Mattie hears that Chaney has joined an outlaw gang led by the infamous "Lucky" Ned Pepper and wishes to track down the killer. Upon arriving at Fort Smith, she looks for the toughest deputy US Marshal in the district. That man turns out to be Reuben J. "Rooster" Cogburn, an aging, one-eyed, overweight, trigger-happy, hard-drinking man. Mattie is convinced that he has "grit" and that his reputation for violence makes him best suited for the job.

Playing on Cogburn's need for money, Mattie persuades him to take on the job, insisting that she accompany him as part of the bargain. During their preparation, a Texas Ranger named LaBoeuf appears. He has been tracking Chaney for four months for killing a senator and his dog in Texas, and he hopes to bring him back to Texas dead or alive for a cash reward. Cogburn and LaBoeuf take a dislike to each other, but after some haggling, they agree to join forces in the hunt, realizing that they can both benefit from each other's respective talents and knowledge. Once they reach a deal, the two men attempt to leave Mattie behind, but she proves more tenacious than they had expected. They repeatedly try to lose her, but she persists in following them and seeing her transaction with Marshal Cogburn through to the end. Eventually, she is jumped by Cogburn and LaBoeuf, who had hidden themselves from view, and LaBoeuf begins to whip Mattie with a switch. Mattie appeals to Cogburn, and he orders LaBoeuf to stop. At this point, Mattie is allowed to join their posse.

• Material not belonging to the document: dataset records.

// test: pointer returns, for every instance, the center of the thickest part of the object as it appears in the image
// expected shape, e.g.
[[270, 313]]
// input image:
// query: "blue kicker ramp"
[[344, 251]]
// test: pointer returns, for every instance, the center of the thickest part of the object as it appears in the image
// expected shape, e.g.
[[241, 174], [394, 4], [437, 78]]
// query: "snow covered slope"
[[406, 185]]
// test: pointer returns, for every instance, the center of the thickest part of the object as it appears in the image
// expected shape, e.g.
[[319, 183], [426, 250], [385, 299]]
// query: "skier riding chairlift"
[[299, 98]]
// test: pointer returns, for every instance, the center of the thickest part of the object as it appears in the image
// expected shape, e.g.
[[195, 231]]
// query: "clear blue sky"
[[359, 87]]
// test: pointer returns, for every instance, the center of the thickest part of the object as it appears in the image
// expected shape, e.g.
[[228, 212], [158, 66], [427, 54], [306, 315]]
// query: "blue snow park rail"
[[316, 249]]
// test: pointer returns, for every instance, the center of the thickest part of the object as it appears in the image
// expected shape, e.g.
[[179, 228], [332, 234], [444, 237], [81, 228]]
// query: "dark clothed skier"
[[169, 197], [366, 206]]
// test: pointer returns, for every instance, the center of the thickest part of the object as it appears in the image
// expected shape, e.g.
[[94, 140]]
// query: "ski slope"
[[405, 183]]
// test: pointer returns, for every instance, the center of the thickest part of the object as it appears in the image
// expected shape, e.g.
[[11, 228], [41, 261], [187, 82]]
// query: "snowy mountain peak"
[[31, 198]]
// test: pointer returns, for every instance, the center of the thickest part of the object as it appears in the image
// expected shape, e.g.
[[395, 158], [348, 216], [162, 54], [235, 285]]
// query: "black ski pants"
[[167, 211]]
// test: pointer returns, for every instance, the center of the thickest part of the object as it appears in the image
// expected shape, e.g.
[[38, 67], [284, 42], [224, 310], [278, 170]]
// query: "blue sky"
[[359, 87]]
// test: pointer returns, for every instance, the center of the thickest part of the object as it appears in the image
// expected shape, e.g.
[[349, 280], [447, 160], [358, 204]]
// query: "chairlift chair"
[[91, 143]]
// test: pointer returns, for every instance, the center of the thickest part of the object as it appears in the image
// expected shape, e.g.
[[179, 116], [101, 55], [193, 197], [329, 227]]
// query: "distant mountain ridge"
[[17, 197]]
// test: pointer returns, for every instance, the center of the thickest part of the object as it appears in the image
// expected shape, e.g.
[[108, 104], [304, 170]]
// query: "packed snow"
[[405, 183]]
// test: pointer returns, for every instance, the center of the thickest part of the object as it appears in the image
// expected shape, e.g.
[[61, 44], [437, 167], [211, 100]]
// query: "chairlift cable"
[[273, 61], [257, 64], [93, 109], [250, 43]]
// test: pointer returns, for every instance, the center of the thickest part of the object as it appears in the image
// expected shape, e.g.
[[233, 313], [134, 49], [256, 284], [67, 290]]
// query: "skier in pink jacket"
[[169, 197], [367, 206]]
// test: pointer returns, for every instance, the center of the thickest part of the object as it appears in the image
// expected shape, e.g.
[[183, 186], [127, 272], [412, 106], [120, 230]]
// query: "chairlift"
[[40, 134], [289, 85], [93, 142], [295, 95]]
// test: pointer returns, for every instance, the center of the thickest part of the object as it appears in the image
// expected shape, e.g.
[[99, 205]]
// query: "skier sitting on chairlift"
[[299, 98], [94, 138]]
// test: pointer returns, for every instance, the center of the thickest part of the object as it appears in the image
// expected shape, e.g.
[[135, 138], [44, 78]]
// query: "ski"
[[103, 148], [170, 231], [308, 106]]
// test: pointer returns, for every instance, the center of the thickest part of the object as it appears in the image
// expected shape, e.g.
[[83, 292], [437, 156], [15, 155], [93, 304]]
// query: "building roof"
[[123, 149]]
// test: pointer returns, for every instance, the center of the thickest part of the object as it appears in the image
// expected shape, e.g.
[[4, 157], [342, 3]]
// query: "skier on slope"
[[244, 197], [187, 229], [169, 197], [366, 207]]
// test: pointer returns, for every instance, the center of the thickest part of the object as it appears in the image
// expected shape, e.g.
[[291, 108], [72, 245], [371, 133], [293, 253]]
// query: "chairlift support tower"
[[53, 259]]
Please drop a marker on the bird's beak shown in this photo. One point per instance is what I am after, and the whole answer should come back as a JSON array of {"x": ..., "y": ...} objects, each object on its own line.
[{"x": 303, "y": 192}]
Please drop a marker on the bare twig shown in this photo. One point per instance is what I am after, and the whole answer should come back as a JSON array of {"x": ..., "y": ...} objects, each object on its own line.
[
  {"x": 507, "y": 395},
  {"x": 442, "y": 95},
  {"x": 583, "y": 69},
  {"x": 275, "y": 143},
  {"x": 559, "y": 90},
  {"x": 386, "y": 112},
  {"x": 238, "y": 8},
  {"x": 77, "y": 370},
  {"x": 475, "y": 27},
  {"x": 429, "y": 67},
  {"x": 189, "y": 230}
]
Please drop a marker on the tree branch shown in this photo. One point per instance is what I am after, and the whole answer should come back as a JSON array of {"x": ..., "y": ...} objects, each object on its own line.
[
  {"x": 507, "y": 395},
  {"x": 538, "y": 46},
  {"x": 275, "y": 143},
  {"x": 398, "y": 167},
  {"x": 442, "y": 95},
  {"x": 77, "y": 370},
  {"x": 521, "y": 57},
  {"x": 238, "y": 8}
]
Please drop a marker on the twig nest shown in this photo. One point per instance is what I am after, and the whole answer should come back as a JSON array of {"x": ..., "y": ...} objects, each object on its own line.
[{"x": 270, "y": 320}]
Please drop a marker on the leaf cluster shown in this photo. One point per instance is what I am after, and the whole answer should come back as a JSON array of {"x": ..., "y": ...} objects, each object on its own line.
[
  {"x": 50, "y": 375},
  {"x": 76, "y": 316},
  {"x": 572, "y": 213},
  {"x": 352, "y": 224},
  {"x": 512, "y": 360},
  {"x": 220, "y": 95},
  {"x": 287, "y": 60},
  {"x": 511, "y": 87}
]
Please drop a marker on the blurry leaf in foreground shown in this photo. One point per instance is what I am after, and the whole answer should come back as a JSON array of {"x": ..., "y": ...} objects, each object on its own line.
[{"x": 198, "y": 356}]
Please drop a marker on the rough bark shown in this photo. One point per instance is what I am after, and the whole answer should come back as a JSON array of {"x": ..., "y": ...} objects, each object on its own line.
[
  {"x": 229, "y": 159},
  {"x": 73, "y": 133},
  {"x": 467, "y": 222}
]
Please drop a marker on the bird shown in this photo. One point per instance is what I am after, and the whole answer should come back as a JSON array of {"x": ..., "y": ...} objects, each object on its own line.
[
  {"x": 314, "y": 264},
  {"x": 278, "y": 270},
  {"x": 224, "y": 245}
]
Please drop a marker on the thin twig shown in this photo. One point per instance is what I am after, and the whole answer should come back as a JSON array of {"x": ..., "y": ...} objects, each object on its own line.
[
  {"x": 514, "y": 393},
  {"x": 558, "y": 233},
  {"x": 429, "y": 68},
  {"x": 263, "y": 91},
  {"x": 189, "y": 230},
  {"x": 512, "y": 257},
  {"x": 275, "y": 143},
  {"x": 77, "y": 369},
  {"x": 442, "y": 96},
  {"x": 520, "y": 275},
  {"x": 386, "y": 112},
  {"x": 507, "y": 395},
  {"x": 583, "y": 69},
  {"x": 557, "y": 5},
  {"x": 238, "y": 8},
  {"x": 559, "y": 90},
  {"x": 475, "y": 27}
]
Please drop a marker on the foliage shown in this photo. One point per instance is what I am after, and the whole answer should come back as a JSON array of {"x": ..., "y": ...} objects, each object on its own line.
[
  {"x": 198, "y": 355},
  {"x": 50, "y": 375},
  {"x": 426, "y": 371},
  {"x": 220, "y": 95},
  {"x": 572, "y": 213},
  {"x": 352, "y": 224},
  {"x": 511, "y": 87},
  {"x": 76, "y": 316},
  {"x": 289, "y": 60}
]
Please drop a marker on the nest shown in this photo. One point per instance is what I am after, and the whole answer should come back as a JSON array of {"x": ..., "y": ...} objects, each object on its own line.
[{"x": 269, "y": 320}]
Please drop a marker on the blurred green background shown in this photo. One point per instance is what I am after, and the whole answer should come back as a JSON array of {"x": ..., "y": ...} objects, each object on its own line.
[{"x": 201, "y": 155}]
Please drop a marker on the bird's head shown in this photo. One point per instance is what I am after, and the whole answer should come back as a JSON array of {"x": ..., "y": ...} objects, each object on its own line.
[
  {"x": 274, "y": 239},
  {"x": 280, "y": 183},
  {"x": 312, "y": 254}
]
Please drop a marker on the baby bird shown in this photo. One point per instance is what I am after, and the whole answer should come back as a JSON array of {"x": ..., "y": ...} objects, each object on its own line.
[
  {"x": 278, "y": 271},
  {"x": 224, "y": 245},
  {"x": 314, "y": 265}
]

Together, but with very different motivations, the three ride into the wilderness to confront Ned Pepper's gang. Along the way, they develop an appreciation for one another.

==Film and television adaptations==
In 1969, the book was adapted as a screenplay by Marguerite Roberts for the Western film True Grit directed by Henry Hathaway and starring Kim Darby as Mattie Ross, Robert Duvall as "Lucky" Ned Pepper, Glen Campbell as LaBoeuf, Jeff Corey as Tom Chaney, and John Wayne as Rooster Cogburn (a role that won John Wayne Best Actor at the Academy Awards).

A film sequel, Rooster Cogburn, was produced from an original screenplay in 1975, with John Wayne reprising his role, and Katharine Hepburn as an elderly spinster, Eula Goodnight, who teams with him. The sequel was not well received, and the plot was considered a needless reworking of the plot of True Grit combined with elements of The African Queen.

A made-for-television sequel aired in 1978 entitled True Grit: A Further Adventure and starring Warren Oates and Lisa Pelikan. The TV-movie featured more adventures of Rooster Cogburn and Mattie Ross.

In 2010, Joel and Ethan Coen released another film adaptation of the novel, also entitled True Grit, with thirteen-year-old actress Hailee Steinfeld as Mattie Ross, veteran actor Jeff Bridges playing Rooster Cogburn, Matt Damon as LaBoeuf, Barry Pepper as Lucky Ned, and Josh Brolin as Tom Chaney. Their version, focusing on Mattie's point of view, follows the novel more closely than the 1969 film. The Coen movie is shot in settings more typical of the novel. (The 1969 film was shot in the Colorado Rockies and the Sierra Nevada, while the 2010 film was shot in Santa Fe, New Mexico, as well as Granger and Austin, Texas.)

In November 2010, The Overlook Press published a movie tie-in edition of True Grit, featuring an afterword by Donna Tartt to accompany the 2010 film adaptation. It reached #1 on The New York Times Bestseller List on January 30, 2011.